13.2. Multinomial variables
Let’s figure a way to estimate the CPTs beyond binary variables to those that may have 3 or more values (multinomial variables).
13.2.1. One-Hot Encoding
Let’s assume 3 variables \(X_0\), \(X_1\) and \(Y\) with the structure \(X_0 \rightarrow Y \leftarrow X_1\). Note that \(X_0\) and \(X_1\) have 3 values each \(a, b, c\) and \(Y\) is binary. The local probability models for \(X_0\) and \(X_1\) are multinomial and for \(Y\) binomial and are parameterized and simulated as follows.
\(X_0 \sim \mathcal{M}(1, [0.25, 0.35, 0.4])\)
\(X_1 \sim \mathcal{M}(1, [0.35, 0.4, 0.25])\)
\(Y \sim \mathcal{B}(1, \dfrac{1}{1 + e^{-(0.5 - x_0^a + 0.5 x_0^b + 0.37 x_0^c - 0.4 x_1^a + 0.8 x_1^b + 0.1 x_1^c)}})\)
[6]:
x_0 = np.random.multinomial(1, [0.25, 0.35, 0.4], N)
x_1 = np.random.multinomial(1, [0.35, 0.4, 0.25], N)

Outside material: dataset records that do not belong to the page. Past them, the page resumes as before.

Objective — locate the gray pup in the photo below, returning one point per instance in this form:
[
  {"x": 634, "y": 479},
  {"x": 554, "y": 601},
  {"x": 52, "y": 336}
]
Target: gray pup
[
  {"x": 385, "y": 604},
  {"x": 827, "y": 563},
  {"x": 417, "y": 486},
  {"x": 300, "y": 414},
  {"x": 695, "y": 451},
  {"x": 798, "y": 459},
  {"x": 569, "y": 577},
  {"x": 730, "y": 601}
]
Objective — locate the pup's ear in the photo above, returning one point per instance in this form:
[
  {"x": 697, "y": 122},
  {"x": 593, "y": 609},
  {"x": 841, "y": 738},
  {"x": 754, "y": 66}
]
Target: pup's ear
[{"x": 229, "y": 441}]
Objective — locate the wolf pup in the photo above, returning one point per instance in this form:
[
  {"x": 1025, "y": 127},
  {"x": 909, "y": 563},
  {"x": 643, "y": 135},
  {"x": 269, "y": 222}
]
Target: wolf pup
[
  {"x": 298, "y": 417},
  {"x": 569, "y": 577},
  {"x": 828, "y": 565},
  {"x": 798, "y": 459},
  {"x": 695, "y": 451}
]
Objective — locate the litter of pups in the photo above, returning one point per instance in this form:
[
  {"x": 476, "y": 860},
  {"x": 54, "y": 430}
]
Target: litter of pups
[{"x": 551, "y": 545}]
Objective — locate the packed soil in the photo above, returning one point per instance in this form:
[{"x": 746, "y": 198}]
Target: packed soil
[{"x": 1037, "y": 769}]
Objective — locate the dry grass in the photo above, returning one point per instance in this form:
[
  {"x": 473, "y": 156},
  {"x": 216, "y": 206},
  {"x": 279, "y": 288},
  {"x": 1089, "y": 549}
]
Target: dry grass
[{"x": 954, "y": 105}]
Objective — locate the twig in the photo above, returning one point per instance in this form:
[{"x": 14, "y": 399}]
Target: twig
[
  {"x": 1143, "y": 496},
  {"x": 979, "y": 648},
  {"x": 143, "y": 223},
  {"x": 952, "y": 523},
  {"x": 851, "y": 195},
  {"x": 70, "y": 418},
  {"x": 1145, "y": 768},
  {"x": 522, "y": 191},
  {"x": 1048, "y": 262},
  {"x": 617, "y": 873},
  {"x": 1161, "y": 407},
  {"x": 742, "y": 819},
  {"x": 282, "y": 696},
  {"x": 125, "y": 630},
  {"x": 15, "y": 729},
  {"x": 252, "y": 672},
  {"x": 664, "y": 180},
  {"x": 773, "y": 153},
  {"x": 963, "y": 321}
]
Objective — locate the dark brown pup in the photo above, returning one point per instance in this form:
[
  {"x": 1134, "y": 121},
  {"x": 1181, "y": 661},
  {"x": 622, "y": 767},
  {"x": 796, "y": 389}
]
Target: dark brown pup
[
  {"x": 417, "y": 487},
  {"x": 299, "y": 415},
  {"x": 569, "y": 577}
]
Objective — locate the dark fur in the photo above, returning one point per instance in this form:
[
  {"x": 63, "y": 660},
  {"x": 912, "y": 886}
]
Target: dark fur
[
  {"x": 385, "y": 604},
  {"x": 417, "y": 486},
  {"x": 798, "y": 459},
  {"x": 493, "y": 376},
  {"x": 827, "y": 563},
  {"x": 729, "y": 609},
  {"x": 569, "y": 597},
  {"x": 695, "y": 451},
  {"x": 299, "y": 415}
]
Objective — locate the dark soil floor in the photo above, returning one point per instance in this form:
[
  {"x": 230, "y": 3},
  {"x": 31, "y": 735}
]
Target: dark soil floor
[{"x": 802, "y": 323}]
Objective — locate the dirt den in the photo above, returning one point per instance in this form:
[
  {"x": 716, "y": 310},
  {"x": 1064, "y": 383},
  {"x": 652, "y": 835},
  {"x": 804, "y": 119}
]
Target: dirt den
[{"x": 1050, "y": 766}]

y = binom.rvs(1, 1 / (1 + np.exp(-(0.5 + np.hstack([x_0, x_1]).dot(np.array([-1, 0.5, 0.37, -0.4, 0.8, 0.1]))))))
x_0 = pd.Series(np.argmax(x_0, axis=1)).map({0: 'a', 1: 'b', 2: 'c'})
x_1 = pd.Series(np.argmax(x_1, axis=1)).map({0: 'a', 1: 'b', 2: 'c'})
Xy = pd.DataFrame({
'x_0': x_0,
'x_1': x_1,
'y': y
})
X, y = Xy[['x_0', 'x_1']], Xy['y']
X.shape, y.shape
[6]:
((1000, 2), (1000,))
A typical way to handle categorical variables with 3 or more values is to one-hot encode them (OHE). The pd.get_dummies()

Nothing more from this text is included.